Financial marketplace Paisabazaar is disbursing loans worth about Rs 300 crore a month, co-founder and chief executive officer Naveen Kukreja told Shritama Bose. The platform expects to clock nine million visitors per month by March 2018, he added. Edited excerpts:
How has business been for Paisabazaar so far in FY18?
As of December 2016, we’ve become the largest marketplace in the banking products space, which is currently being led by the lending products. But we are venturing into other products, like savings, mutual funds and are starting fixed deposits now. In 2016-17, we grew at about 125% and our growth estimate for this year is similar in terms of the annual growth rate, which means we grew at about 8-9% every month. From a numbers perspective, we now get approximately five million visits on our site every month. This is growing at the rate of about 12% a month. So we expect to reach around nine million visits per month by March 2018. Of these, about one million visitors are what we call ‘users’. This means they are coming for a specific product, they are sharing their details and so on. We now do approximately Rs 300 crore of disbursals every month across both unsecured and secured. Of that, about Rs 200-210 crore is unsecured and about Rs 95 crore is secured. In terms of other large products, we will have about 90,000 credit card applications with various partners. We have opened approximately 16,000 new savings accounts for the partners we work with.

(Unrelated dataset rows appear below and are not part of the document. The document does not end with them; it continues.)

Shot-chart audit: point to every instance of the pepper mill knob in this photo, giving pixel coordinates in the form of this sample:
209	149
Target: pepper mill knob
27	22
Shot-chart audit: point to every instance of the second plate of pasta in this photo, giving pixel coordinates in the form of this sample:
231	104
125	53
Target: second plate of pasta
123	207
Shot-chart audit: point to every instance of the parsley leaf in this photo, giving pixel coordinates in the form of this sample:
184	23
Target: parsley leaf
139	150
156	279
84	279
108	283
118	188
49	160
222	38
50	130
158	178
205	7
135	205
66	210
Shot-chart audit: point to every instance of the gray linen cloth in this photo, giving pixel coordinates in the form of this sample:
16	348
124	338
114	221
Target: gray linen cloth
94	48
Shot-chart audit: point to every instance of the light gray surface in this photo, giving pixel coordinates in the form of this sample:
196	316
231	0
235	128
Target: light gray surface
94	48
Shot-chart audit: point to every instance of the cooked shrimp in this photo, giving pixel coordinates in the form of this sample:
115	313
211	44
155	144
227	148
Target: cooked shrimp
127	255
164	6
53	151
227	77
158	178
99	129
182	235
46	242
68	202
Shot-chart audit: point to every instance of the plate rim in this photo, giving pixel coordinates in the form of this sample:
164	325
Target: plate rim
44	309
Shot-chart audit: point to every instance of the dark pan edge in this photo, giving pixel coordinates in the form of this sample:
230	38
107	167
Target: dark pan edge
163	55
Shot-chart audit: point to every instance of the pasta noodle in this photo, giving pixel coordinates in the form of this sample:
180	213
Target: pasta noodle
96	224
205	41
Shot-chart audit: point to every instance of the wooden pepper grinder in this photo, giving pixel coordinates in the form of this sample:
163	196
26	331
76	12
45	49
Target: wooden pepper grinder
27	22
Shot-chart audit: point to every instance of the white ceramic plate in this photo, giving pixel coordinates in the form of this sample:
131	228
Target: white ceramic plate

How many partners are you working with?
We are working with 60-plus partners across banks, NBFCs (non-banking financial companies) and mutual funds. We work with almost all the private players and a couple of large public-sector players.
Which are the most popular credit products?
In terms of size, personal loans and credit cards, both of which are unsecured lending products, are the most popular. We do about Rs 200 crore in personal loans every month. This month, we are doing about 18,000-19,000 credit card applications. It’s now closely followed by savings accounts and home loans.
What is your pricing model for the financial institutions?
But, for a product like personal loans, our fee would typically be 1.5-2% of the loan amount. When a bank acquires new customers, their acquisition cost through the offline distribution model would work out to 3.5-4%. Through digital platforms, including our fees and any other costs they have for fulfilment, the cost has come down a little bit. For credit cards, we get anywhere between Rs 2,000-2,500 per credit card acquired. In home loans, the typical cost is about 0.5% as the ticket sizes are larger.
What are delinquencies like for loans originated through your platform?
We do not get the exact numbers from the institutions, but they tell us that customers acquired through digital channels — that is, us and their own digital platforms — are better in terms of delinquencies than others. In personal loans, it’s very much sub-1%. That so far has been attributed to the fact that there is a better check during the process and the quality of the data is much better.